|
Description
|
While doing forwarding tests for Clearview IPMP, it seems I've stumbled on
another Surya/IPMP bug that also exists in Nevada. This is a bit of a
corner-case, but I suspect a customer will hit it. Here's the scenario:
1. Suppose we're configured to forward out an IPMP group with two IP
interfaces, and suppose both IP interfaces have failed.
2. Suppose we're now asked to forward a packet that would go out
through those interfaces. As part of building ARP_REQ_MBLK to
ask ARP to resolve the IP address of the next-hop,
ire_arpresolve() records the ire_stq_ifindex:
*ire = ire_null;
ire->ire_u = in_ire->ire_u;
ire->ire_ipif_seqid = in_ire->ire_ipif_seqid;
ire->ire_ipif_ifindex = in_ire->ire_ipif_ifindex;
ire->ire_ipif = in_ire->ire_ipif;
ire->ire_stq = in_ire->ire_stq;
--> ill = ire_to_ill(ire);
--> ire->ire_stq_ifindex = ill->ill_phyint->phyint_ifindex;
ire->ire_zoneid = in_ire->ire_zoneid;
ire->ire_stackid = ipst->ips_netstack->netstack_stackid;
ire->ire_ipst = ipst;
However, the code above has a subtle bug: ire_type is 0 when we
call ire_to_ill(). That means ire_to_ill() will return
ire_ipif->ipif_ill, which is not necessarily the destination ill.
We then record this incorrect index in ire_stq_ifindex.
3. The ARP resolution fails (because both IP interfaces are down).

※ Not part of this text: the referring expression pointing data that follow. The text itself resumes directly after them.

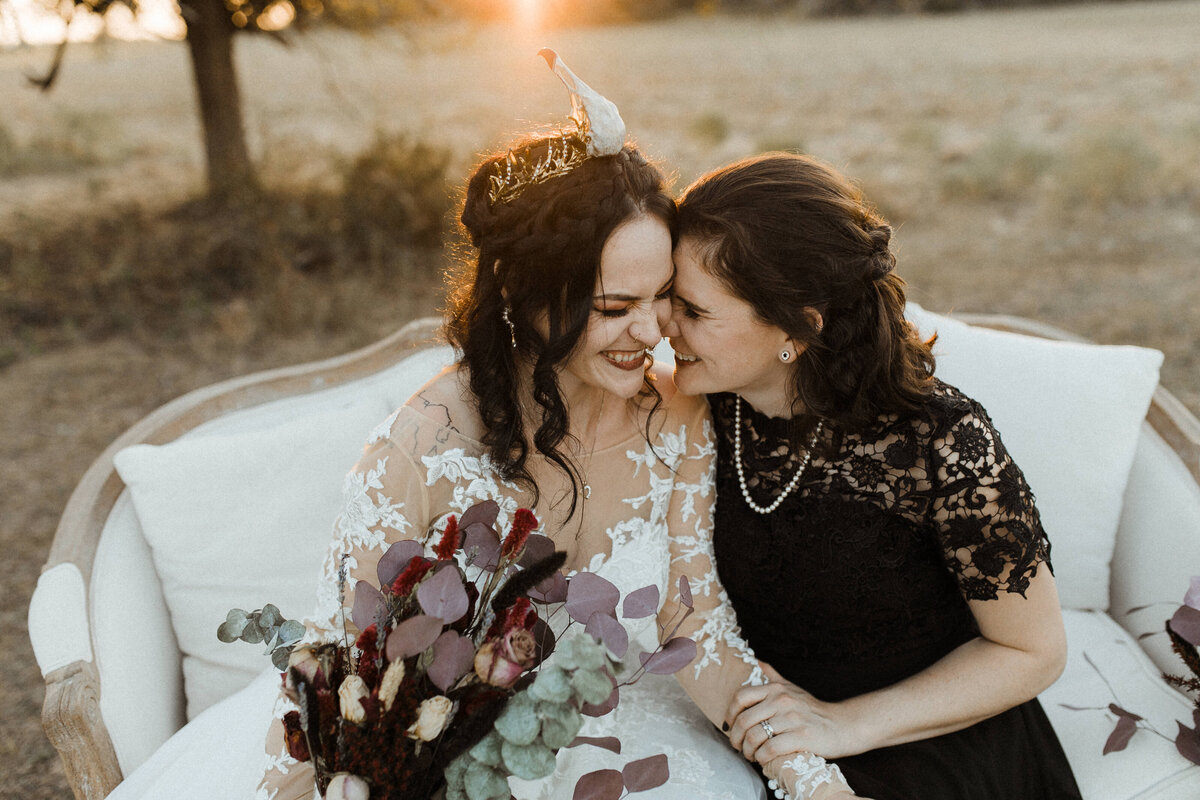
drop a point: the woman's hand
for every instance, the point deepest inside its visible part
(783, 773)
(798, 721)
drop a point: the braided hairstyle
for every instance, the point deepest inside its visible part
(539, 256)
(786, 233)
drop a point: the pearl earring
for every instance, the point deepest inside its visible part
(513, 329)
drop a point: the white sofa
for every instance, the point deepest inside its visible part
(150, 553)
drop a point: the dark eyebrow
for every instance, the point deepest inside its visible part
(625, 298)
(690, 305)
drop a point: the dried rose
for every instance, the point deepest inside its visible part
(303, 663)
(345, 786)
(432, 717)
(390, 684)
(449, 543)
(349, 696)
(499, 662)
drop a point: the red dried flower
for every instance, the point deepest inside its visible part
(294, 737)
(367, 641)
(418, 567)
(449, 543)
(523, 522)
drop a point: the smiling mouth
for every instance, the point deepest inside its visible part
(625, 359)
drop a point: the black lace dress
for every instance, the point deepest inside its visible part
(861, 578)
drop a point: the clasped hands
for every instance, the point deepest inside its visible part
(796, 722)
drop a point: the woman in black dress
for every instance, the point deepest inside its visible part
(881, 548)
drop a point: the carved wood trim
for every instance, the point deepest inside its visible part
(71, 711)
(72, 722)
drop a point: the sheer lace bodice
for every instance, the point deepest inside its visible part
(415, 470)
(889, 531)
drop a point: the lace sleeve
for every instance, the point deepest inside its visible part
(990, 529)
(384, 499)
(725, 661)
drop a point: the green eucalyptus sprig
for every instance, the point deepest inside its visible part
(265, 624)
(535, 723)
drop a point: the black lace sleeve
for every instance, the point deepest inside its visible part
(990, 529)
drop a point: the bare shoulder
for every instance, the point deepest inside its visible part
(447, 400)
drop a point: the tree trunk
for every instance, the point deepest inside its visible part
(210, 43)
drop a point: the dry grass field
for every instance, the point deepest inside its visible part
(1036, 162)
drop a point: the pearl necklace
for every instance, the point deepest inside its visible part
(742, 477)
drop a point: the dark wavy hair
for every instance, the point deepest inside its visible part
(786, 233)
(539, 254)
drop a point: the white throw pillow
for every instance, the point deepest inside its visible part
(1069, 414)
(238, 522)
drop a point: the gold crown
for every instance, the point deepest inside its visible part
(514, 174)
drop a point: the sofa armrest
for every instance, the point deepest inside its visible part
(61, 639)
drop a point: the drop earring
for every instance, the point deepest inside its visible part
(513, 329)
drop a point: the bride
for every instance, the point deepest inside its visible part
(550, 407)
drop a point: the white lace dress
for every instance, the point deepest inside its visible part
(414, 471)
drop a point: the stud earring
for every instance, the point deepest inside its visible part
(513, 329)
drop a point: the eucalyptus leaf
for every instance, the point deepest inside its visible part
(280, 657)
(291, 631)
(270, 617)
(252, 635)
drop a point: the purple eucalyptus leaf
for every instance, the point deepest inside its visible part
(551, 590)
(443, 595)
(610, 632)
(607, 743)
(413, 636)
(1121, 713)
(484, 542)
(453, 656)
(1186, 621)
(1192, 599)
(684, 591)
(673, 656)
(641, 603)
(1187, 741)
(538, 548)
(1121, 735)
(396, 559)
(587, 594)
(646, 774)
(484, 513)
(544, 639)
(600, 709)
(369, 605)
(601, 785)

So we end up in ire_freemblk() which does:
ill = ill_lookup_on_ifindex(ire_mp->ire_stq_ifindex,
B_FALSE, NULL, NULL, NULL, NULL, ipst);
if (ill == NULL || (ire_mp->ire_stq != ill->ill_wq) ||
(ill->ill_state_flags & ILL_CONDEMNED)) {
/*
* ill went away. no nce to clean up.
* Note that the ill_state_flags could be set to
* ILL_CONDEMNED after this point, but if we know
* that it is CONDEMNED now, we just bail out quickly.
*/
if (ill != NULL)
ill_refrele(ill);
goto cleanup;
}
Since ill_lookup_on_ifindex() may return the other ill in the group,
we may fail the ire_mp->ire_stq != ill->ill_wq test. Thus we assume
the ill has gone away, and we leave the incomplete IRE rotting away.
4. One of the IP interfaces comes back up. However, we're still unable
to forward packets to the destination(s) associated with the rotting
incomplete IREs because IP thinks ARP is working on resolving them.
|